[Python-ideas] Exploiting type-homogeneity in list.sort() (again!)

Tue Mar 7 19:44:36 EST 2017

On Tue, Mar 07, 2017 at 09:10:00PM +0000, Elliot Gorokhovsky wrote:

> I think the bigger problem, though, is that most list use does *not*
> involve sorting, 

There are other uses for a type hint apart from sorting. There may be 
optimized versions of other functions (sum, math.fsum, ...) and list 
methods (e.g. count, remove), anything that has to walk the list 
comparing items).

All very hypothetical at the moment, I admit it...

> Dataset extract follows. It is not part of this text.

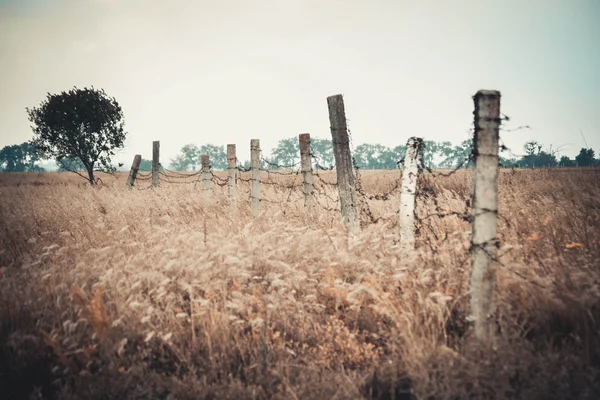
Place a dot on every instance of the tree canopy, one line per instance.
(20, 158)
(81, 124)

> so it would be a shame to impose the non-trivial overhead
> of type-checking on *all* list use.

You might be right, but my guess is that the overhead isn't quite as big 
as you may think, at least for some operations. The type-check itself is 
just a pointer compare, not an issubclass() operation. The types are 
either identical, or the list is hetrogeneous.

True, `mylist[i] = x` should be a quick assignment into an array of 
pointers, but there's a bounds check to ensure i is within the correct 
range. Other methods are even more expensive: `mylist[i:j] = [a...z]` 
has to move list items around, possibly allocate more memory, and update 
the list length, compared to that the scan of a...z is probably minimal. 
`mylist.append(x)` is *usually* a simple assignment into the array (plus 
updating the list length) but every now and again it triggers a resize, 
which is costly.

I don't think we can predict whether this is a nett gain or loss just 
from first principles.

> Anyway, my patch could always be a precursor to a more general optimization
> along these lines.

Indeed! Even if nothing else comes of this than your patch, thank you!

-- 
Steve